Sublingual tablets are designed to dissolve very rapidly. Examples of such formulations include ergotamine tartrate, isosorbide dinitrate, isoproterenol HCl. The formulation of these tablets contain, in addition to the drug, a limited number of soluble excipients, usually lactose and powdered sucrose, but occasionally dextrose and mannitol. The process of making sublingual tablets involves moistening the blended powder components with an alcohol-water solvent system containing approximately 60% alcohol and 40% water.
In addition to the cobalamin conjugate, the prototype formulation for sublingual tablets may contain a binder such as povidone or HPMC, diluents such as lactose, mannitol, starch or cellulose, a disintegrant such as pregelatinized or modified starch, lubricants such as magnesium stearate, stearic acid or hydrogenated vegetable oil, a sweetener such as saccharin or sucrose and suitable flavoring and coloring agents.
In one embodiment the invention provides surgical implant for localized delivery of an anti-proliferative agent comprising the nucleic acid conjugate of the present invention, and a biodegradable binder. The implant preferably is capable of releasing and delivering the nucleic acid conjugate to substantially all of an area of clear margin that results from a surgical lumpectomy, and is also preferably capable of releasing the nucleic acid conjugate at a substantially constant rate for at least one day.
The surgical implant can come in a variety of forms. In one embodiment the implant is a bolus, comprising a viscous and deformable material capable of being shaped and sized before implantation to complement a void created by a surgical lumpectomy, and sufficiently deformable upon implantation to contact substantially all of an area of clear margin.
The bolus will typically have a volume of at least about 1 cm3, and is often greater than 5, 10, 20 or 50 cm3 in volume. The implant can also comprise an outer layer and a core, wherein the outer later comprises the nucleic acid conjugate, and because it contacts the area of clear margin is able to release the nucleic acid conjugate directly to the adjacent tissue in the clear margin.
The surgical implant can also comprising a plurality of capsules that can be poured into the void created by a surgical lumpectomy. These capsules will contain the nucleic acid conjugate and a suitable binder. Because they are flowable, they can be poured into the void created by a surgical lumpectomy, and thereby contact substantially all of the area of clear margins.
Many suitable compositions for the implant are known and can be used in practicing the invention. Such compositions are described in, for example, Chasin et. al., Biodegradable Polymers as Drug Delivery Systems, Marcel Dekker Inc., NY, ISBN 0-8247-8344-1, the disclosure of which being incorporated herein by this reference. Preferable compositions are pharmaceutically acceptable, biodegradable, and meet the particular release profile characteristics that are required to achieve the administration regime involved.
The implant typically comprises a base composition which acts as a matrix to contain and hold the contents of the implant together.

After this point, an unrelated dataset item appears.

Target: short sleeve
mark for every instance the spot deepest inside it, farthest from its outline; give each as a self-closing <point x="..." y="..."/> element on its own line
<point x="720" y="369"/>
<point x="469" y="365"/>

The base composition can, in turn, comprise one or more constituents. Examples of base compositions include polymers and copolymers of anhydrides, orthoester, lactic acid, glycolic acid, dioxonane, trimethylene carbonate, ε-caprolactone, phosphazene, and glyceryl monostearate.
In one embodiment the base composition for the matrix comprises a polyanhydride, which can be synthesized via the dehydration of diacid molecules by melt condensation. Degradation times can be adjusted from days to years according to the hydrophobicity of the monomer selected. The materials degrade primarily by surface erosion and possess excellent in vivo compatibility. In one embodiment the polyanhydride is formed from sebasic acid and hexadecandioic acid (poly(SA-HDA anhydride). Wafer-like implants using this base composition have been approved for use in brain cancer, as Giadel®, by Guilford Pharmaceuticals.
The implant optionally can comprise erosion and biodegradation enhancers that facilitate the erosion of the matrix, the dissolution of the core composition, or the uptake of the core composition via metabolic processes. Particularly suitable erosion and biodegradation enhancers are biodegradable in biological fluids, and biocompatible. Hydrophilic constituents are typical, because they are capable of enhancing the erosion of the implant in the presence of biological fluids. For example, K. Juni et al, Chem. Pharm. Bull., 33, 1609 (1985) disclose that the release rate of bleomycin from polylactic acid microspheres is greatly enhanced by incorporating fatty acid esters into the microspheres. Other exemplary hydrophilic constituents are described, for example, in Wade & Weller, Handbook of pharmaceutical Excipients (London: Pharmaceutical Press; Washington D.C.: American Pharmaceutical Ass'n 1995), and include the polyethylene glycols (“PEGs”), propylene glycol (“PG”), glycerin, and sorbitol.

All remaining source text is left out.